Some things will not change. When the next decennial census comes around in 2010, the nation's people will still be counted the old way. But this time every household will receive the same "short form" questionnaire, which asks only name, age, sex, ethnicity and whether the residence is owned or rented.

This formal head count is required by law as the basis for political redistricting.

But the long form's more detailed questions - which delve into income, commute times, education level, birthplace, and even household plumbing - will now be asked in the American Community Survey.

"It's all the same stuff we asked in the long form," Bryson said. "And it's all important. Income data, for example, is used to allocate federal funds to school districts in high poverty areas. The question about plumbing is used to determine the number of older people who live in inadequate housing and may be candidates for assistance."

If you get the survey packet in the mail, he said, federal law requires you to respond. If you don't, expect another packet, reminder postcards, telephone follow up, and possibly even an enumerator at your door.

As with the decennial census, individuals' identities and information, by law, will remain confidential.

Not everyone will be covered by the community survey, Bryson said. Homeless people without a residential address, for example, won't be reached.

And this year residents of group quarters - such as prisons, nursing homes and college dormitories - will be excluded, but they will be added in 2006.

State and local demographers say they are thrilled by the prospect of fresh data from the ongoing survey. But they also expressed some qualms.

"We're really excited about getting new data every year," said state demographer Mary Heim. "In a place like California, which is changing all the time demographically, an annual survey is a great thing. We know there is growth, but we don't necessarily know the makeup of that growth. We'll definitely see the way trends are going."

Heim said she is concerned that federal funding for the community survey is to be allocated annually. "It's a battle the census bureau will have to fight every single year," she said. "We've got to make sure the survey stays robust."

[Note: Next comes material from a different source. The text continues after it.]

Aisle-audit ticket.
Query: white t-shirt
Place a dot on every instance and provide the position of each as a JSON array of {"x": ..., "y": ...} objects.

The omission of group quarters this year, she said, was a result of short funding.

Another problem Heim sees is the discrepancy between the census bureau's estimate of California's population and the state's larger estimate.

"We think the bureau underestimates the California population by about 1.9 percent. We're trying to work with them on that," she said.

Demographer Gillian Biedler looks at regional population trends for the Sacramento Area Council of Governments. Like Heim, she said she is excited by the new national survey.

"It will be a huge help," Biedler said, "especially in this region that's growing so quickly. Around here, data from 2000 is ancient history. If I can use data from 2005, 2006, 2007, everyone will benefit from it. And it's always fun to get a new tool."

But Biedler also had a caveat.

"We know that there are groups that are chronically undercounted - the homeless population and the migrant population," she said. "This survey leaves out some people we need to be very concerned about. We have to be careful to take that into consideration."

Pat McCotter

Quote from: katdillon on March 15, 2006, 05:48 AM NHFT

Rodriguez said people refusing to complete the community survey could face fines of $100 to $5,000. The Justice Department decides whom to penalize. "I don't know if it ever happens," she said. "We're not out to prosecute anyone."


If they are not out to prosecute anyone, why the penalty?

KBCraig

I received a long form for the 2000 census. I was single then, so I filled in "1", left the rest blank, and sent it in.

Months later, a Census enumerator knocked on my door and said she needed some more information. I told her she already had all the information I was obligated to provide. "But sir, you're required by law..."

I held up my finger and said, "One. That's all you need to know." Then I shut the door as she was sputtering, completely bewildered that someone wouldn't be eager to give up personal details. Living by myself, I didn't have much to tell. It still wasn't any of their business.